After months of speculation and several dozen “leaks”, AMD finally took the wraps off its Ryzen 4000 “Renoir” mobile APUs in March. These processors succeed the existing Ryzen 3000 “Picasso” parts built atop the 12nm Zen+ core. Like the mainstream Ryzen 3000 desktop CPUs (Matisse), the Ryzen 4000 mobile processors are based on the 7nm Zen 2 core. As such, you can expect a markedly higher single-threaded performance as well as gaming capabilities rivaling contemporary Intel offerings.
With Intel’s Ice Lake parts limited to quad-core designs and the hex-core Comet Lake essentially being another rebrand, AMD is a very favorable position to mount its first assault on the mobility market in nearly a decade.
AMD Ryzen 4000 Renoir Mobile APUs Specifications
Right off the bat, let’s have a look at the specifications. First the low power 15W Ryzen 4000U lineup:
|15W U series||Cores/Threads||Base Clock||Boost Clock||L2||L3||GPU CUs|
|Ryzen 7 4800U||8/16||1.8 GHz||4.2 GHz||4 MB||8 MB||8 CUs|
|Ryzen 7 4700U||8/8||2.0 GHz||4.1 GHz||4 MB||8 MB||7 CUs|
|Ryzen 5 4600U||6/12||2.1GHz||4.0 GHz||3 MB||8 MB||6 CUs|
|Ryzen 5 4500U||6/6||2.3 GHz||4.0 GHz||3 MB||8 MB||6 CUs|
|Ryzen 3 4300U||4/4||2.7 GHz||3.7 GHz||2 MB||4 MB||5 CUs|
As you can see the 15W Ryzen 4000U lineup has gotten five SKUs right off the bat. The reason being that slim form-factor notebooks are everywhere these days. It’s what the average user looks for. True to their tradition, AMD has gone with the “moar core” philosophy, and for good reason. Pretty much every application from gaming to browsers leverage up to 8 cores nowadays.

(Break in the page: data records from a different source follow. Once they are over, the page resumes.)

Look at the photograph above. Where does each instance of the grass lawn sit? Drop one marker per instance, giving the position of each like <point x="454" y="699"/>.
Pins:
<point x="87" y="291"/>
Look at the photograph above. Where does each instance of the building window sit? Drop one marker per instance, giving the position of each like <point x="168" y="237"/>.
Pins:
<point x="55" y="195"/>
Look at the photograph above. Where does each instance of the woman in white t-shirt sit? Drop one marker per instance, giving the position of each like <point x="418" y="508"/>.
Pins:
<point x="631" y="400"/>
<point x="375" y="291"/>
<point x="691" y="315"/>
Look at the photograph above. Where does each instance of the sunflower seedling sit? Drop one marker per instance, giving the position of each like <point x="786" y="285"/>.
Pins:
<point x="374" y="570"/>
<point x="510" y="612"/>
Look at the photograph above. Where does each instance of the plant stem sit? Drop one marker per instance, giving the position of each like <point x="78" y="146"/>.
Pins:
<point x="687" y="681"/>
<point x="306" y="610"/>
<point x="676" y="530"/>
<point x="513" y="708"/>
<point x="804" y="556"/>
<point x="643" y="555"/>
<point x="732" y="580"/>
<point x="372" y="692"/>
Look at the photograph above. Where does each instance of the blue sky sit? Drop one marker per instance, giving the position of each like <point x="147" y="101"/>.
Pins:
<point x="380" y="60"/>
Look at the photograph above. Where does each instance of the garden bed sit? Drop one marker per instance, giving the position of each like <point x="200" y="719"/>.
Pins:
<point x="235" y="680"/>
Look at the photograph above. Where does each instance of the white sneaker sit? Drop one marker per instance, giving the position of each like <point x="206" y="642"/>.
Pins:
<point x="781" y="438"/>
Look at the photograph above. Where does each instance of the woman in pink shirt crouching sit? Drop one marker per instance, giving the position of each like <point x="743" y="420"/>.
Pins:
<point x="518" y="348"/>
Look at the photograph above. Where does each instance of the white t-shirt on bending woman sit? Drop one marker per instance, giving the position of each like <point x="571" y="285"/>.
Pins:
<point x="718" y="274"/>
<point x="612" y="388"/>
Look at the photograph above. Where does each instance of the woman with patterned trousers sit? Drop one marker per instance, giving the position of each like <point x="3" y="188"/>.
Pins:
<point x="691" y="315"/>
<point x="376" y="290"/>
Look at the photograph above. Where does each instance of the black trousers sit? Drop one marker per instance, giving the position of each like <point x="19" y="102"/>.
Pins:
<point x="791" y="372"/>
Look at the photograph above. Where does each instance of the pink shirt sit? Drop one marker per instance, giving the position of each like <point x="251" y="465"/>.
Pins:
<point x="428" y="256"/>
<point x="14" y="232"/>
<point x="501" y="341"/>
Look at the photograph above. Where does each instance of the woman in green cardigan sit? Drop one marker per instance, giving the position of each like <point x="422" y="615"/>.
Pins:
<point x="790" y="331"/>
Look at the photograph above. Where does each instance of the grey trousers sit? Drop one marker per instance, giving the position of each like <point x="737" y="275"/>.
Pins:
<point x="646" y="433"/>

The Ryzen 4000U lineup starts off with the quad-core Ryzen 3 4300U which we recently found out to be on par with Intel’s Core i7-7700HQ. The Ryzen 5 and 7 both have two variants each. One a hex-core and the other an octa-core part, with each offering an SMT model. The GPU Compute count scales linearly from the Ryzen 3 to the Ryzen 7.
These will be the world’s first low-power, ultra-thin notebooks with as many as 8 x86 cores and 16 threads. That’s not it though. There will also be 14″ models featuring the high-performance H-series APUs. The ASUS Zephyrus G14 is one of the first such devices. It packs a Ryzen 7 4800HS and an NVIDIA RTX 2060 paired with a 14″ 1080p 120Hz display. This is the world’s first 14″ notebook to pack the 35W high-performance chip.
It also has a snazzy rear-panel with moveable LEDs, something akin to an equalizer. I’m guessing this is mostly targeted towards DJs and other power-users. In another first, the Zephyrus will also be the first laptop featuring the HS series APUs.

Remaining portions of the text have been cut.